Sweeter As the Years Roll By

 

Click on one of the above titles to head straight to the review.


 

Live in Dublin

 

Lavalla Records – LA01; 73 minutes; 2002

 

Released on the button accordionist’s own label, this album was recorded in November, 1998 at Whelan’s on Dublin’s Wexford Street. Essentially a homecoming concert for a Dubliner long-based in the USA, it began as a simple duo performance in which he was accompanied by Garry O’Briain, but developed into a full-blown session as the pair were subsequently joined by Kevin Conneff on bodhrán, Mick O’Connor’s flute and Seán Keane’s fiddle (except he’d had to borrow one from a fellow audience member). The liner notes include Jim Kelly’s review of the gig for Irish Music magazine and actually include James’s own corrections to the on-stage banter, though there’s nothing particularly startling there (for example, “The Castle Céilí Band won the 1965 All-Ireland in Thurles, not Nenagh” rather than “When I said that ****** ****** was a complete gobshite, I had been misled by scurrilous allegations that he had poisoned his neighbour’s dogs”).

 

Don’t expect perfect sound quality as the gig was recorded on a cassette tape and there is significant background hiss, but do anticipate much enjoyment listening to this album. There seems to have been little tinkering with the order, so, for instance, when James announces that he will be playing a couple of Martin Mulhaire’s tunes later on, he does so. This means that it’s possible to feel James and Garry becoming both more involved in their music and more relaxed as the evening progresses. That relaxation becomes apparent early on in one of James’s renowned pieces of playing, his rendition of one of the airs associated with John Doherty, Paddy’s Rambles Through the Park, enough by itself to question anyone who doubts whether the accordion can ever be a creative instrument. By the time he gets to Tom Ward’s Downfall his fingers are flying, even though he notes at the end of the set “You wouldn’t believe how nervous I am. Honest to God, you wouldn’t think I’d ever played in Dublin before.”)

 

The session commences with track ten when Mick O’Connor and Seán Keane arrive on stage for The Old Shelling Set (James also tries to haste their entrance with “Come on, lads, the last bus is leaving The Quays now”), though it’s the subsequent The Church Street Polkas where the feathers begin to fly. The album ends with a splendid set of reels kicked off by Patrick Kelly’s and completed by Rakish Paddy, with The Bucks of Oranmore intervening. By now the quintet is really flying, leaving the listener wondering just exactly where the session continued afterwards.

 

An enjoyable evening for musicians and audience and certainly one for the CD player.

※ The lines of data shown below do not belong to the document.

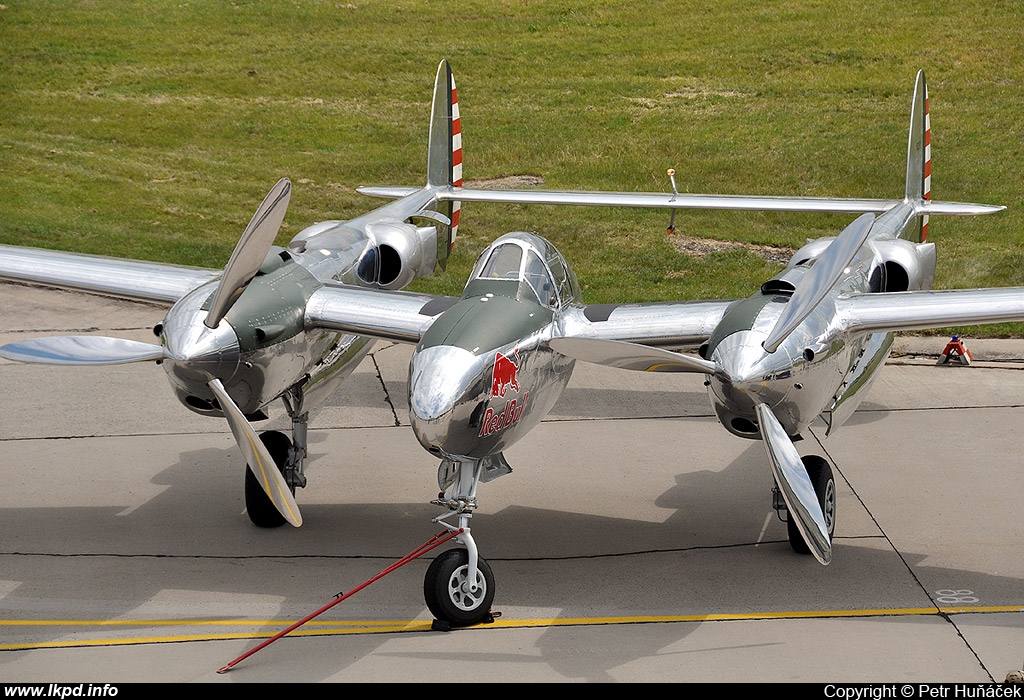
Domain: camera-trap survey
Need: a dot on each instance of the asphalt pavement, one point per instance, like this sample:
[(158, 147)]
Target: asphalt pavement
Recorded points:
[(634, 540)]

                                                                                                                                                                                


 

Reviewed by Geoff Wallis for Musical Traditions magazine – www.mustrad.org.uk.

 


 

Sweeter As the Years Roll By

 

Shanachie 78031; 53 minutes; 1999

 

Resident in the USA since 1968, celebrated button accordionist James Keane has again returned to Ireland to make his latest album, Sweeter as the Years Roll By. Recorded at Liam Clancy’s studio in Co. Waterford and with Garry Ó Briain once more as main musical collaborator and producer, the release marks a deliberate attempt to bridge the gap between the emigré box-player and some of Ireland’s finest young musicians.

 

Featured guests include 15-year old fiddler Liam O’Connor and his equally youthful band Turas, harp wizard Michael Rooney, Danú’s bodhrán-player Donnchadh Gough, and James’s nephews Padraic and Darach Keane (fiddle and low whistle respectively). While the nephews’ chauffeur, James’s older brother, Seán (of Chieftains renown), guests on a perky set of reels. As ever, though it’s the accordionist himself, demonstrating his utter mastery of the instrument, who catches the ear - all spark and style on the up-tempo dance tunes, and astonishingly mournful on the album’s stand-out and closing track, the moving slow air Paddy’s Rambles Through the Park, associated with the great Donegal fiddler John Doherty.

 


 

This snippet of a review by Geoff Wallis was originally written for a long defunct website collaboration between The Rough Guides and Amazon, hence the somewhat breathy style.